Diabetic nephropathy (DN) is the leading cause of end-stage renal disease (ESRD). DN is characterized by glomerular extracellular matrix accumulation, mesangial expansion, basement membrane thickening, and renal interstitial fibrosis. To date, mounting evidence has shown that H2 relaxin possesses powerful antifibrosis properties; however, the mechanisms of H2 relaxin on diabetic nephropathy remain unknown. Here, we aimed to explore whether H2 relaxin can reduce production of extracellular matrix (ECM) secreted by human mesangial cells (HMC). HMC were exposed to 5.5 mM glucose (NG) or 30 mM glucose (HG) with or without H2 relaxin. Fibronectin (FN) and collagen type IV levels in the culture supernatants were examined by solid-phase enzyme-linked immunoadsorbent assay (ELISA). Western blot was used to detect the expression of α-smooth muscle actin (α-SMA) protein. Quantitative polymerase chain reaction (qPCR) method was employed to analyze transforming growth factor (TGF)-β1 mRNA expression. Compared with the normal glucose group, the levels of fibronectin and collagen type were markedly increased after being cultured in high glucose medium. Compared with the high glucose group, remarkable decreases of fibronectin, collagen type IV, α-smooth muscle actin, and TGF-β1 mRNA expression were observed in the H2 relaxin-treated group. The mechanism by which H2 relaxin reduced high glucose-induced overproduction of ECM may be associated with inhibition of TGF-β1 mRNA expression and mesangial cells’ phenotypic transition. H2 relaxin is a potentially effective modality for the treatment of DN.
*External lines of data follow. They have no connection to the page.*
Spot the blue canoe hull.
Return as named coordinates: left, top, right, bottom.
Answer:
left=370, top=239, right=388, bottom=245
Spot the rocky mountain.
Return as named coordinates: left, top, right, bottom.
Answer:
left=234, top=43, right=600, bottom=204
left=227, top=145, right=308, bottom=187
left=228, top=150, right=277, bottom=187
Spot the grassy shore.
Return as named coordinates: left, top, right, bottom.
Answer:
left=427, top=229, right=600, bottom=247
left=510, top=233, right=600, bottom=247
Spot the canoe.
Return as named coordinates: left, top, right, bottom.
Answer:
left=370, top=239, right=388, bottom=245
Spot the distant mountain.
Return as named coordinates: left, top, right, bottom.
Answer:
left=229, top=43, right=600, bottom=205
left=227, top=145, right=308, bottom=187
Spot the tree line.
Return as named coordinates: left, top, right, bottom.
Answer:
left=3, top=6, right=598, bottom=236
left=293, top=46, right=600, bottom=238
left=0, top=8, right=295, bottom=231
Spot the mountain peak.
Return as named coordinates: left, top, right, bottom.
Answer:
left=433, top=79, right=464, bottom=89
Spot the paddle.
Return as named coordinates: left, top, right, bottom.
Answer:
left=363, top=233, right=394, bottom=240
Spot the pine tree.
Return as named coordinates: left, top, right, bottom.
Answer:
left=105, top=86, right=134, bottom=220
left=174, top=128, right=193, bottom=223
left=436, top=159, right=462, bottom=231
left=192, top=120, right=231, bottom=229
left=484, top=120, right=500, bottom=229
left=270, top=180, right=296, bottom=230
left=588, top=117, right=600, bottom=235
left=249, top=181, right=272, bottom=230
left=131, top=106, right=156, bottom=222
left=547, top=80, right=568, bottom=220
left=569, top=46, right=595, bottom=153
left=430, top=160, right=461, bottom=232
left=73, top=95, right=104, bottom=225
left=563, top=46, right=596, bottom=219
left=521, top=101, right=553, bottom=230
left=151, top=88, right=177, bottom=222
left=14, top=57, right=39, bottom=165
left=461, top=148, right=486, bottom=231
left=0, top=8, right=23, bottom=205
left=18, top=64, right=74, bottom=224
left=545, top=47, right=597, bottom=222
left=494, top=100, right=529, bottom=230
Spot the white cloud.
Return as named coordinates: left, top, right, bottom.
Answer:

Diabetic nephropathy (DN) is one of the most common chronic complications of diabetes, and a major cause of end-stage renal disease (ESRD).1) Once the clinical diabetic nephropathy is diagnosed, most of the DN patients will inevitably develop ESRD after several years due to the lack of effective methods to delay its progression.2) Its pathology is characterized by glomerular extracellular matrix accumulation, mesangial expansion, basement membrane thickening, glomerulosclerosis and renal interstitial fibrosis.3) Laminin, fibronectin and type IV collagen are the main components of extracellular matrix, and the excessive extracellular matrix (ECM) plays a key role in the progression of diabetic nephropathy.4)

Previous in vitro studies5,6) revealed that high glucose can stimulate the synthesis of ECM including fibronectin and type IV collagen through the activation of the transforming growth factor (TGF)-β dependent Smad signaling pathway, as well as upregulation of its receptor expression. Recently Liu et al.7) reported that both 30 mM glucose (HG) and TGF-β1 can lead to over production of fibronectin. The underlying mechanism was thought to be mesangial cell caveolae has a role in regulating fibronectin production partly through caveolin-1 phosphorylation.

TGF-β is recognized as a major mediator in the development of ECM accumulation and kidney fibrosis in diabetic nephropathy.8) TGF-β not only stimulates the synthesis of fibronectin and type IV collagen, but also decreases the degradation of matrix by elevating the expression of plasminogen activator inhibitor-1.9,10) Thus, the inhibition of TGF-β and extracellular matrix may be beneficial for the treatment of diabetic nephropathy. Although a number of strategies for the treatment of diabetic nephropathy have been proposed, such as ACE inhibitors, angiotensin II receptor blockers and novel emerging renoprotective molecules, the results are not encouraging at present.11,12)

Human H2 relaxin, a member of the relaxin/insulin peptide hormone (H1, H2 and H3 relaxins, INSL3, 4, 5 and 6) structurally similar to that of insulin, has been considered to be a potent antifibrosis drug by many studies.1316) Like insulin, H2 relaxin is composed by three disulfide-bonded chains, the A and B chains,17) and exerts a number of pleiotropic effects by binding to different kinds of receptors, categorized into relaxin family peptide (RXFP1-7) receptors.18) It is primarily produced by the ovary and/or placenta in pregnancy or the prostate of mammals.19) The original biological functions of relaxin are the relaxation of the pubic symphysis during pregnancy and the influence on the development of the mammary gland.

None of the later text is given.